In Francia, intanto, Enrico riscopre i piaceri semplici: la natura, il lavoro manuale, la comunicazione intima con Danielle, e con essi il senso della vita. Il film si chiude in maniera aperta, forse Enrico ritorna con una nuova visione e riprende il suo ruolo politico e privato, forse Giovanni sparisce o forse entrambi si ricongiungono, come figure archetipiche, a ricostituire un’unità, non lo sappiamo, il regista sceglie di non dircelo.
In sintesi, il film ha un avvio leggero, diviene sempre più pensoso e si conclude in maniera simbolica e interrogativa.

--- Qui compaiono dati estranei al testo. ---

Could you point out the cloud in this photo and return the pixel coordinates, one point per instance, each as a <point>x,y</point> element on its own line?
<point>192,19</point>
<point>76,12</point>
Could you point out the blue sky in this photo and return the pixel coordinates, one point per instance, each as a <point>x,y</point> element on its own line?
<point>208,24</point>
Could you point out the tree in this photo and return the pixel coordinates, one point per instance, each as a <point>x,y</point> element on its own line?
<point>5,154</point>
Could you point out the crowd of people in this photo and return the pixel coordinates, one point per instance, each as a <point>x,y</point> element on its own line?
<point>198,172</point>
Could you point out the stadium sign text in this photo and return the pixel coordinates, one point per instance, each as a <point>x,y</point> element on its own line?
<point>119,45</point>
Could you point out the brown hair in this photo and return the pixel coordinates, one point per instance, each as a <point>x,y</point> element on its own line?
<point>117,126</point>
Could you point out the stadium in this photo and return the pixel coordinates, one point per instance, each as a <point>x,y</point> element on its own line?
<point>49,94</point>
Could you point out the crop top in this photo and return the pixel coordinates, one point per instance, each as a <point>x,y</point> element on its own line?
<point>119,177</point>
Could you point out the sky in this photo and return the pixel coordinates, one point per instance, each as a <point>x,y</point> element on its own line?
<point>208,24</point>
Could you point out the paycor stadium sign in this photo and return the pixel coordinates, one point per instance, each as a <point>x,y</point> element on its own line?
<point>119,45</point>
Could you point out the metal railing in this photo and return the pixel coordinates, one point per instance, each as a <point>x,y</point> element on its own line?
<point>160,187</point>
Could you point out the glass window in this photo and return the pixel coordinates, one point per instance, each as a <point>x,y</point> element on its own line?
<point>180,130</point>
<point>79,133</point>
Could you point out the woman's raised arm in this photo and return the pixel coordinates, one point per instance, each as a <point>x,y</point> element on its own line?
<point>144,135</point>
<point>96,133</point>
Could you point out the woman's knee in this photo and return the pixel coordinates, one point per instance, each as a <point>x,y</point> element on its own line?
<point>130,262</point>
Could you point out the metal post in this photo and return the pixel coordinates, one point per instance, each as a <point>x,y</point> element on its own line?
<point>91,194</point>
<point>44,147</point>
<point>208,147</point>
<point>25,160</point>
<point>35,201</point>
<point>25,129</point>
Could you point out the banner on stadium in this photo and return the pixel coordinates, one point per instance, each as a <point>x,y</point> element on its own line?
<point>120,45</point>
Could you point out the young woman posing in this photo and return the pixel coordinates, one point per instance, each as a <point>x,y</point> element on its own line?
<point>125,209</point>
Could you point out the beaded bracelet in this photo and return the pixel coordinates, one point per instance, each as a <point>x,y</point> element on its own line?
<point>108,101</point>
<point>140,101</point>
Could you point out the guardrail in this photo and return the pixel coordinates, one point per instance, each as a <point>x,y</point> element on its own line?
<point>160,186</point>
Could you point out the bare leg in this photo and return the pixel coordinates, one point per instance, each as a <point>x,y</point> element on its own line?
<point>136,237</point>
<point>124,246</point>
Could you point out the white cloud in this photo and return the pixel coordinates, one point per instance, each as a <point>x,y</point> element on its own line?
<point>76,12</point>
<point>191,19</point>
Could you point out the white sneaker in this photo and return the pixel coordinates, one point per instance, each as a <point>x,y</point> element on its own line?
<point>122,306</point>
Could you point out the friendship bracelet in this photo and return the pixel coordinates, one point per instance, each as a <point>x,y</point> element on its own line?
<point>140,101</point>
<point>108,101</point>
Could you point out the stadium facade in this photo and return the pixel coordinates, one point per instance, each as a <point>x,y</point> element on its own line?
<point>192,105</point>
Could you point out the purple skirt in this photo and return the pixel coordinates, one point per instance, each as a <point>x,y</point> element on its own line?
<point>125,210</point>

L’argomento si presta, ovviamente, a numerose letture politiche e nell’attuale situazione nazionale è quasi un’invocazione per la classe politica al senso di responsabilità, all’impegno, alla cultura, ma anche a una certa leggerezza e semplicità. Tuttavia, non è il livello politico del quale mi interessa parlare in questo articolo, anche perché esso viene trattato in maniera a tratti surreale o grottesca, lasciando una vaga impressione di improbabilità o di finzione.

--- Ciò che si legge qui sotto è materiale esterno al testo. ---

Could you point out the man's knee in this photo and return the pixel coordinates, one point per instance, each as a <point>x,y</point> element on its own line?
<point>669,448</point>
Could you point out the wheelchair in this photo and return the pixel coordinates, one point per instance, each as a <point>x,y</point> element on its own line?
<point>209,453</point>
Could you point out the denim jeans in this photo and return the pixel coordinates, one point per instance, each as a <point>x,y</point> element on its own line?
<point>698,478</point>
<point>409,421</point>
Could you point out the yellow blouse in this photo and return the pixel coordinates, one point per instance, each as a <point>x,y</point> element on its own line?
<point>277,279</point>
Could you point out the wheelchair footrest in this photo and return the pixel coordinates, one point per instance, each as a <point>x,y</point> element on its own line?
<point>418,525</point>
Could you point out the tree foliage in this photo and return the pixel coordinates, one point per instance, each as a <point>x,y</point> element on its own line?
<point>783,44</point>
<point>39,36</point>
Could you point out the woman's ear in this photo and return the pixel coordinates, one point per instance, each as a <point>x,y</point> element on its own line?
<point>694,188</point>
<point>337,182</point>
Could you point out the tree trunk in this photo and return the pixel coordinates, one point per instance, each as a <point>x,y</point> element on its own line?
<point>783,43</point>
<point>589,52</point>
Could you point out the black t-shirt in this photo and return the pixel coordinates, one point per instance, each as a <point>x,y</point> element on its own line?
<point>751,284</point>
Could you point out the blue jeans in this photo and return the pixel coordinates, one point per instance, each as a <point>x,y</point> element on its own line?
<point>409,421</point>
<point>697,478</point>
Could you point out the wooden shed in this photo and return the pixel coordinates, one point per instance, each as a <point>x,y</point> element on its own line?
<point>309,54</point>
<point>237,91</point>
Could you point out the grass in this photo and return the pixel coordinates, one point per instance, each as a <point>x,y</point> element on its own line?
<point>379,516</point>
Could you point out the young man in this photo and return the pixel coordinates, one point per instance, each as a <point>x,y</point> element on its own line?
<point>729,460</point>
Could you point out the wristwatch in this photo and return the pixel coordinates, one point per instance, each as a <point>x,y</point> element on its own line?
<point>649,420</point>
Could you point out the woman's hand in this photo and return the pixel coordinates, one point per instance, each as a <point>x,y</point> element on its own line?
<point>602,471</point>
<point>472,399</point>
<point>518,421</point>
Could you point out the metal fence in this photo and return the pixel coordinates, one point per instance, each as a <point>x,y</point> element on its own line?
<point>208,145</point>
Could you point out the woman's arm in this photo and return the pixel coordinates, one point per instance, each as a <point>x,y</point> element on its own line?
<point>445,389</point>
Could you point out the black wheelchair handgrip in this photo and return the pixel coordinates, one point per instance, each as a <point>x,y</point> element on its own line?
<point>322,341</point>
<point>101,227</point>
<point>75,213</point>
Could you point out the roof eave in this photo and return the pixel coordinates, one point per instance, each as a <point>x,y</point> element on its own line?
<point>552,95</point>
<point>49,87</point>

E’ invece molto più intrigante la tematica del doppio che viene realizzata in maniera convincente. Chi sono questi due gemelli? Il politico ci mostra un lato narcisistico, una posizione di potere quasi fallica e con essa un’incapacità di entrare veramente in relazione con gli altri, di sentire il mondo intorno a sé e quindi anche i sostenitori, gli elettori, i colleghi di partito. E’ una posizione quasi autistica, tipica di tanti politici intorno a noi. Il professore “pazzo” è invece fin troppo aperto ed esuberante, la facciata della follia gli permette di entrare empaticamente in contatto con gli altri, di essere sincero, di non preoccuparsi di tatticismi e strategie elettorali. Ci mostra un tratto “istrionico”, leggero, poroso, carismatico, seduttivo. Potremmo sintetizzare dicendo che l’uno ha fin troppa struttura, l’altro troppo poca. Nel gioco del doppio Enrico va in Francia a ritrovare il suo fratello simbolico e Giovanni emerge dall’ombra dell’ospedale psichiatrico per riappropriarsi dell’essere nel mondo del gemello.

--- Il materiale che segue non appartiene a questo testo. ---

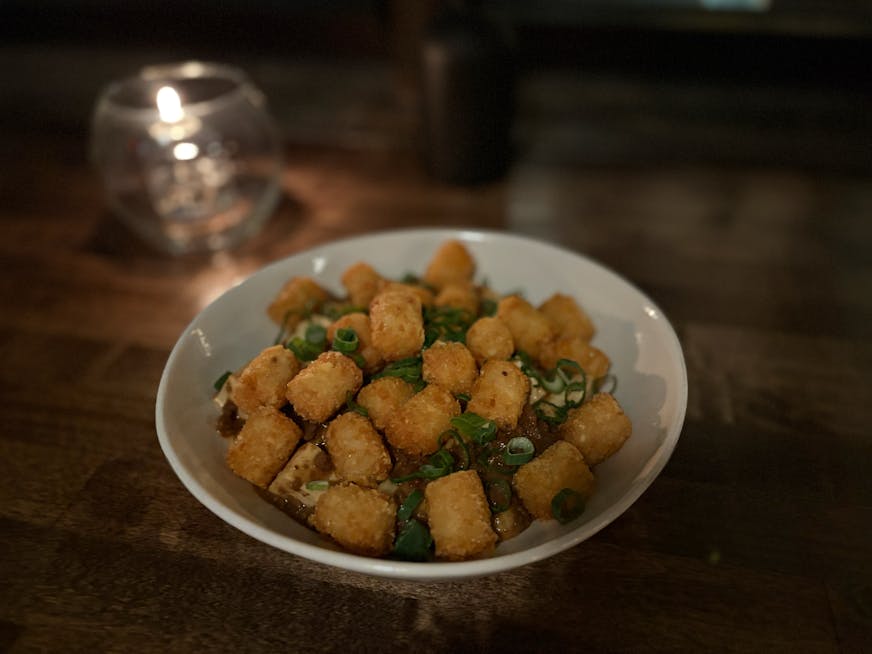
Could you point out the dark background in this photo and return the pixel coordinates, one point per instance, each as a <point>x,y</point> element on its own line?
<point>669,81</point>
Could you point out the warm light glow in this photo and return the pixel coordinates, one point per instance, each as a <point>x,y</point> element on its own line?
<point>169,104</point>
<point>185,151</point>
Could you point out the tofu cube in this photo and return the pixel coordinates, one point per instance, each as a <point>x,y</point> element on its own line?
<point>298,298</point>
<point>383,397</point>
<point>450,365</point>
<point>459,516</point>
<point>263,446</point>
<point>558,467</point>
<point>362,520</point>
<point>568,318</point>
<point>489,338</point>
<point>361,281</point>
<point>597,429</point>
<point>309,463</point>
<point>529,327</point>
<point>419,422</point>
<point>397,324</point>
<point>357,450</point>
<point>361,325</point>
<point>319,389</point>
<point>262,382</point>
<point>451,263</point>
<point>500,393</point>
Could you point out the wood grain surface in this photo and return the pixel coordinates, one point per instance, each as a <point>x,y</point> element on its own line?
<point>757,536</point>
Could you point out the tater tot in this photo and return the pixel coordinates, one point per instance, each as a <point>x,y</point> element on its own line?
<point>322,387</point>
<point>361,325</point>
<point>416,426</point>
<point>460,296</point>
<point>489,338</point>
<point>299,297</point>
<point>499,393</point>
<point>397,324</point>
<point>450,365</point>
<point>452,263</point>
<point>262,382</point>
<point>361,281</point>
<point>383,397</point>
<point>263,446</point>
<point>569,318</point>
<point>362,520</point>
<point>598,428</point>
<point>592,360</point>
<point>459,516</point>
<point>529,327</point>
<point>357,450</point>
<point>558,467</point>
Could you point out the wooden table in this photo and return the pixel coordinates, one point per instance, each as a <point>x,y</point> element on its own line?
<point>757,536</point>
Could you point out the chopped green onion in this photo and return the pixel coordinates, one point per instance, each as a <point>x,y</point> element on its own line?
<point>407,508</point>
<point>352,405</point>
<point>552,382</point>
<point>283,327</point>
<point>463,464</point>
<point>409,370</point>
<point>440,464</point>
<point>519,450</point>
<point>413,542</point>
<point>490,457</point>
<point>303,349</point>
<point>345,340</point>
<point>567,505</point>
<point>316,335</point>
<point>499,495</point>
<point>446,323</point>
<point>473,426</point>
<point>219,383</point>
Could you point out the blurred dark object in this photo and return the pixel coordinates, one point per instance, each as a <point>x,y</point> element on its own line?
<point>467,95</point>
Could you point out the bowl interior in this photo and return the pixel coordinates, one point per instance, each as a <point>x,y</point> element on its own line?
<point>645,353</point>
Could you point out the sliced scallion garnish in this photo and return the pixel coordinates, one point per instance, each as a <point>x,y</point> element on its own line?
<point>345,340</point>
<point>413,543</point>
<point>409,370</point>
<point>567,505</point>
<point>474,427</point>
<point>550,412</point>
<point>219,383</point>
<point>518,451</point>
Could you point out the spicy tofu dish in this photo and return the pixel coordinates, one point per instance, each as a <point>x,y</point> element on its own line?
<point>426,418</point>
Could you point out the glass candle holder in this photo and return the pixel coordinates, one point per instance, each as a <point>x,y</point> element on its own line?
<point>189,157</point>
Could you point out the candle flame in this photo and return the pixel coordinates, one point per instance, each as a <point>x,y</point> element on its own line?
<point>169,105</point>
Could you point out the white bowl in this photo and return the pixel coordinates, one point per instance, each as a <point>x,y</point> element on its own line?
<point>645,352</point>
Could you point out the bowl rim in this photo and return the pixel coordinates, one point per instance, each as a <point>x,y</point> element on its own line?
<point>436,570</point>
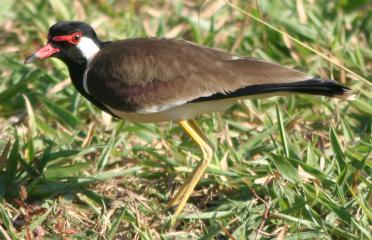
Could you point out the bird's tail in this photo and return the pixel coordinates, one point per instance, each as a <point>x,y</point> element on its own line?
<point>314,86</point>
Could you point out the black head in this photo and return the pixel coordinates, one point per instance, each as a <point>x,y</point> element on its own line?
<point>70,41</point>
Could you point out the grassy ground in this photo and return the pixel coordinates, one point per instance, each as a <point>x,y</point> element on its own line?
<point>294,167</point>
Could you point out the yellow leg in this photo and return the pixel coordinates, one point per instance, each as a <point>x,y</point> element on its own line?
<point>183,194</point>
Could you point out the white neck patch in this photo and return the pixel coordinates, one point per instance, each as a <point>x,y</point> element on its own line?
<point>88,48</point>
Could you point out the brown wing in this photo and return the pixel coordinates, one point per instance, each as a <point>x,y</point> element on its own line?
<point>137,74</point>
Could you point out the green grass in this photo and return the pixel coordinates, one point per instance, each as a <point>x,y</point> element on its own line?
<point>297,167</point>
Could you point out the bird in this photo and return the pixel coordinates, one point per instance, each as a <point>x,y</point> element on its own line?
<point>149,80</point>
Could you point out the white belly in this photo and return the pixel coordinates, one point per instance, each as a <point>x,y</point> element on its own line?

La narrazione del film li mette davanti agli aspetti che sono loro mancanti, per il politico la sfera più intimistica e affettiva, per il professore l’affermatività, il potere e l’assumersi dei ruoli. E’ come se la vita facesse loro da terapeuta, portandoli ad elaborare la propria struttura caratteriale. Qual è il risultato? Mi piace pensare che l’ambiguità finale del film sottintenda un’integrazione, un’unione delle due figure, un processo evolutivo neghentropico e intelligente. La struttura, l’affermatività si allea alla sensibilità e affettività, ne emerge un uomo nuovo rigenerato, capace finalmente di affrontare la sfida delle elezioni e della vita.
La metafora del film diviene allora quella del cambiamento, della trasformazione interiore, del percorso di consapevolezza dell’analisi. Ciascuno di noi ha vari “gemelli” dentro di sé, varie sub-personalità che si esprimono nei tratti caratteriali. Ogni tratto ci racconta qualcosa della nostra storia personale antica e recente, delle relazioni significative della nostra vita, dei punti di forza e delle mancanze e soprattutto del nostro ancoraggio funzionale al corpo. Le stesse divisioni, che si leggono nei comportamenti dei protagonisti del film, possono essere lette nell’assetto corporeo. Possiamo essere in conflitto dentro di noi tra i vari tratti e arrivare a momenti di grande disagio in cui tutto sembra rallentare o incepparsi, come accade ad Enrico nel film, ma questa crisi può essere l’occasione per riconoscere le parti nascoste o non sviluppate e avviare un processo di riconoscimento e integrazione. Nell’arena dell’esistenza, la lotta può evolversi in riappacificazione e collaborazione.
Il film si chiude richiamando il senso di responsabilità verso noi stessi e verso gli altri (la citazione di Brecht al comizio). Questo rimanda ad una diversa visione delle possibilità di trasformazione della nostra esistenza individuale che si coniuga ad un conseguente cambiamento collettivo, anche sociale e politico.